Step 1. Make sure the restaurant you’re looking to dine at welcomes children. In larger cities, not all are kid friendly. Then, before you arrive, check to make sure that their menu has kid friendly food.

Step 2. Take baby steps (not literally). If this is your first time eating out with your children, try just one course (skip appetizers, dessert, and after dinner drinks). Gauge your child and how they are doing throughout the meal, and realize when they’ll soon need to leave.

Step 3. Pick a kid friendly time. This may seem obvious, but a tired child is a cranky child. Hit up your restaurant earlier rather than later to ensure that your child won’t be sleepy and grumpy—if a 5 or 5:30 reservation means staying in sync with their usual schedule, it’s worth being there early. Plus, the restaurant will be less busy so you’ll be less likely to disturb others and the wait staff will likely have more patience early on in their evening.

Step 4. Distractions. Small books, crayons and a coloring book or a couple of toys can ease boredom and restlessness. Be sure to pack a few different options. However, we’d advise against noise-making electronics such as iPads, DS games or other tablets, to ensure that your kids aren’t ruining the ambience of the restaurant for other early eaters.

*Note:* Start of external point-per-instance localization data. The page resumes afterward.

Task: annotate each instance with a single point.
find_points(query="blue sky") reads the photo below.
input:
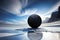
(40, 7)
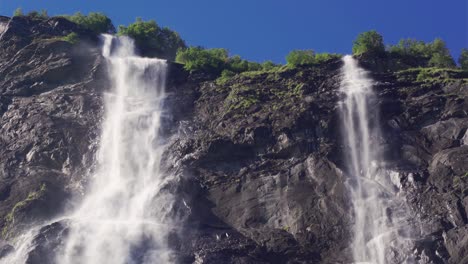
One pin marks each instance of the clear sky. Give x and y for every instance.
(262, 30)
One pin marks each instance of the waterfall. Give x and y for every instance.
(124, 217)
(380, 228)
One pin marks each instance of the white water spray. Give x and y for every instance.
(379, 211)
(124, 217)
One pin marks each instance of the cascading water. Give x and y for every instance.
(379, 211)
(124, 216)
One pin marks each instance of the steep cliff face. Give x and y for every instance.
(260, 155)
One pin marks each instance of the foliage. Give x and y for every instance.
(32, 196)
(369, 42)
(72, 38)
(238, 65)
(199, 59)
(153, 40)
(416, 53)
(18, 12)
(432, 75)
(225, 76)
(440, 54)
(308, 57)
(96, 22)
(463, 59)
(324, 57)
(300, 57)
(39, 15)
(269, 65)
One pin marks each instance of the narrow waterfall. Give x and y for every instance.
(124, 215)
(379, 212)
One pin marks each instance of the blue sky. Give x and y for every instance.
(262, 30)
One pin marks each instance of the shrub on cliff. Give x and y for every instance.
(96, 22)
(200, 59)
(152, 40)
(369, 42)
(308, 57)
(440, 55)
(300, 57)
(18, 12)
(416, 53)
(463, 59)
(33, 14)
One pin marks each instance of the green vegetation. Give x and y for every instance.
(200, 59)
(308, 57)
(432, 75)
(10, 217)
(415, 53)
(38, 15)
(72, 38)
(463, 59)
(218, 63)
(300, 57)
(152, 40)
(33, 14)
(18, 12)
(370, 42)
(96, 22)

Step 5. Set clear expectations. Be sure that your kids know how to behave in a restaurant. No running, shouting or throwing food should be tolerated. The “they’re just kids” excuse does little for others. They should be able to keep their noise level down, use good manners and eat with utensils.

Step 6. Remember to enjoy the experience. It won’t be long until your kids outgrow the age of having to be explained “proper restaurant behavior.” Embrace this challenge as one of the funny parent milestones you get to endure with your little ones. Don’t get too stressed out about the experience, and try to enjoy this time out with your family.